Pour s’assurer de l’intégrité et la compétence du Meneur de jeu, sa position est maintenue dans une instabilité permanente : s’il est dément ou stupide, il finira par être tué, car les tentatives d’assassinat du Meneur de Jeu sont légales et même encouragées comme étant un devoir citoyen, une mise à l’épreuve du dirigeant. S’il est despote ou tyran, il ne restera jamais bien longtemps car les oscillations de la bouteille pourront le chasser du pouvoir à tout moment. De la même façon, rien ne sera jamais fait pour lutter contre les inégalités, on se préoccupera plutôt d’ordonner le hasard en s’assurant que chacun occupe sa juste place, en fonction de sa compétence.

Comme on peut le voir, la détermination par le hasard suppose une détermination rationnelle certaine. D’une part tout est impersonnel et tout le monde est fonctionnaire, d’autre part on juge de la compétence de chacun individuellement dans la lutte des « classes ». A savoir s’il vaut mieux le désordre de la raison ou l’ordre du hasard, je vous laisse en juger, car il s’agit plus d’une question morale que d’une question rationnelle.

Justice et démocratie : questions de chance ?

Ce à quoi nous aspirons le plus pour la vie, non pas seulement pour nous, mais pour toute la communauté humaine, est que celle-ci soit juste.

Cette aspiration, non seulement grandit avec l’âge, tout en devenant toujours plus improbable et utopique. En effet, affronter le bain de la vie et traverser l’enfance suppose toujours une désillusion. Car voir le monde pour ce qu’il est, semble toujours être de le voir de la façon la plus cynique et platonique. Il s’agit de le voir sans morale, sans émotion, nous amenant à détourner notre jugement ; au risque de ne pas vivre dans le « vrai monde ».

Ainsi, qu’est-ce que le monde cynique et rationnel nous révèle le plus ? L’injustice et l’absurde. Selon Albert Camus, rien ne différencie moins le résigné du révolutionnaire, que les convictions selon lesquelles, la vie est naturellement injuste et que la compréhension du monde consiste à accepter que le monde fait rarement sens. L’évidence injuste d’un monde sans évidences, semble alors devenir l’illumination la plus sage de l’art de la vie et de la pensée : Comprendre que nous vivons dans un monde anarchique sur lequel nous n’avons aucun contrôle, et vivre avec.

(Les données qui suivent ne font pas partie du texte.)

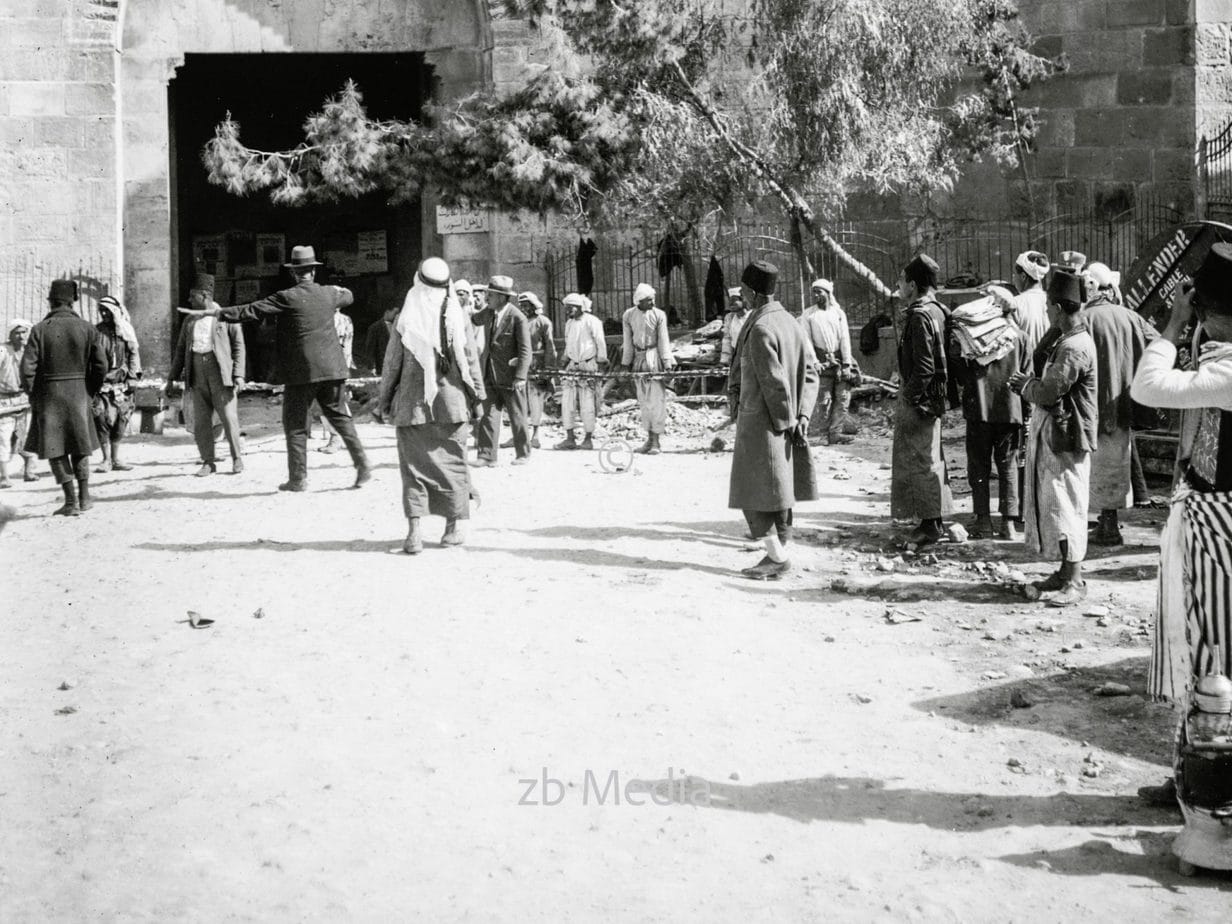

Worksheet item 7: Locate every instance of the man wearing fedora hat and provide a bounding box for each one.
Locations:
[727,260,817,580]
[166,272,246,478]
[180,245,372,492]
[1009,269,1099,606]
[471,276,531,468]
[21,280,107,516]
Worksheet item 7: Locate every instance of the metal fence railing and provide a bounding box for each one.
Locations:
[0,254,118,330]
[545,193,1182,335]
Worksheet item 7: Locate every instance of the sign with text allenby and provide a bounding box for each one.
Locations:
[1121,222,1232,326]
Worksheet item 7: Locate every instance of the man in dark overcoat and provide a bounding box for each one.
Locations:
[471,276,531,468]
[180,245,372,492]
[21,280,107,516]
[727,260,818,580]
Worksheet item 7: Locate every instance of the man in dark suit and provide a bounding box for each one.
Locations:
[180,246,372,492]
[21,280,108,516]
[471,276,531,468]
[166,272,245,478]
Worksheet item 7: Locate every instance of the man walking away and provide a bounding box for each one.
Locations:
[800,280,856,446]
[21,280,107,516]
[890,254,951,545]
[471,276,531,468]
[556,292,607,450]
[180,245,372,492]
[621,282,675,456]
[727,260,818,580]
[168,272,246,478]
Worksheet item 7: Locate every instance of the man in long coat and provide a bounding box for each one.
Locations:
[890,254,951,543]
[180,245,372,492]
[471,276,531,468]
[166,272,246,478]
[21,280,107,516]
[1084,262,1159,546]
[378,256,485,554]
[727,260,817,580]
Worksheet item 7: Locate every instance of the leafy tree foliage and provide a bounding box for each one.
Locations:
[203,0,1060,292]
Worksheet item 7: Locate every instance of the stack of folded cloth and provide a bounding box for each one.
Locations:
[950,296,1018,366]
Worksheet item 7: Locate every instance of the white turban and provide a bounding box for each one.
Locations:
[1014,250,1048,282]
[394,256,474,407]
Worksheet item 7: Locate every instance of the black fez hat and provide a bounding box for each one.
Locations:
[740,260,779,296]
[903,254,941,288]
[47,280,76,302]
[192,272,214,298]
[1048,266,1087,306]
[1194,244,1232,308]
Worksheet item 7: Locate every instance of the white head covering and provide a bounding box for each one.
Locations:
[99,296,142,368]
[1014,250,1048,282]
[394,256,474,405]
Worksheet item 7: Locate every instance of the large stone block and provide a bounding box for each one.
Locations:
[65,84,116,116]
[1108,0,1167,28]
[1152,149,1198,186]
[1074,110,1126,147]
[1142,26,1194,68]
[9,81,67,116]
[1116,68,1172,106]
[1194,22,1230,67]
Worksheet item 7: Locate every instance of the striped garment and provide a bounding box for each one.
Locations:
[1147,488,1232,702]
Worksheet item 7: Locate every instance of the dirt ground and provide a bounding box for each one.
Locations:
[0,400,1232,922]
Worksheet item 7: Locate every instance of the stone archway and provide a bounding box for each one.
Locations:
[116,0,514,367]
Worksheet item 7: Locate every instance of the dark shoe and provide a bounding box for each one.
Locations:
[997,516,1023,542]
[1090,524,1125,546]
[967,516,993,538]
[1041,580,1087,609]
[740,556,791,580]
[402,516,424,556]
[52,482,81,516]
[1031,572,1066,594]
[1138,780,1179,808]
[441,520,464,548]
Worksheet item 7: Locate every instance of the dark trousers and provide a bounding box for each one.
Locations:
[47,456,90,484]
[192,352,240,463]
[1130,434,1151,505]
[476,384,531,462]
[967,420,1023,519]
[282,378,368,482]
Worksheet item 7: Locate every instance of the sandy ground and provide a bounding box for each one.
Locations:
[0,403,1232,922]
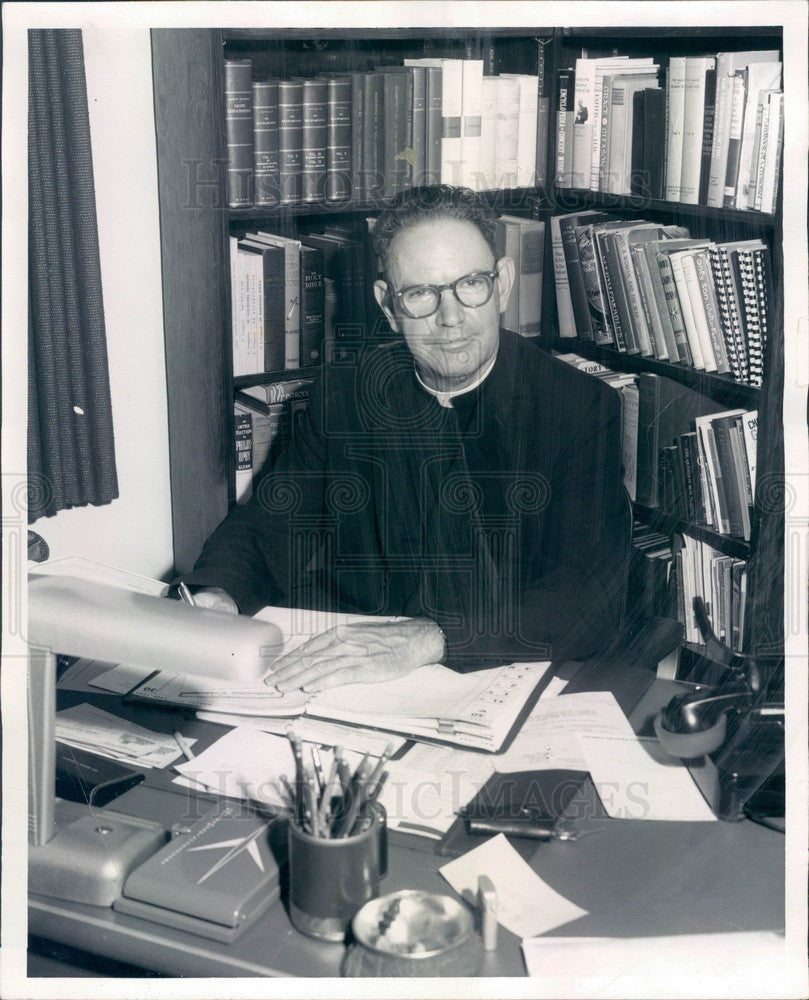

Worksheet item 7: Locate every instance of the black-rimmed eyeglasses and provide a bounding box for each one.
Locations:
[391,271,498,319]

Sur cette réflexion, toutes les philosophies semblent se rejoindre avec fatalisme : que ce soit le clinamen épicurien, qui suppose que le hasard de la rencontre des atomes provient d’une déviation spontanée et aléatoire des atomes, ou le pragmatisme stoïcien, qui consiste à se concentrer ambitieusement sur ce que l’on peut contrôler, et d’accepter de subir ce que l’on ne peut pas contrôler, on retrouve cette même idée selon laquelle le hasard et le destin, prédomineront toujours sur nos conditions d’existences.

Autrement dit, « le déterminisme d’abord, le libre-arbitre ensuite ». Nombreux sont les philosophes à reconnaître l’existence du déterminisme (Locke, Hobbes, Spinoza, Nietzsche, Freud, Foucault, …), voire même tous, puisque la métaphysique, champ d’analyse premier du philosophe, repose précisément sur l’étude des causes et des fondements, c’est-à-dire les causes initiales déterminant les conséquences finales.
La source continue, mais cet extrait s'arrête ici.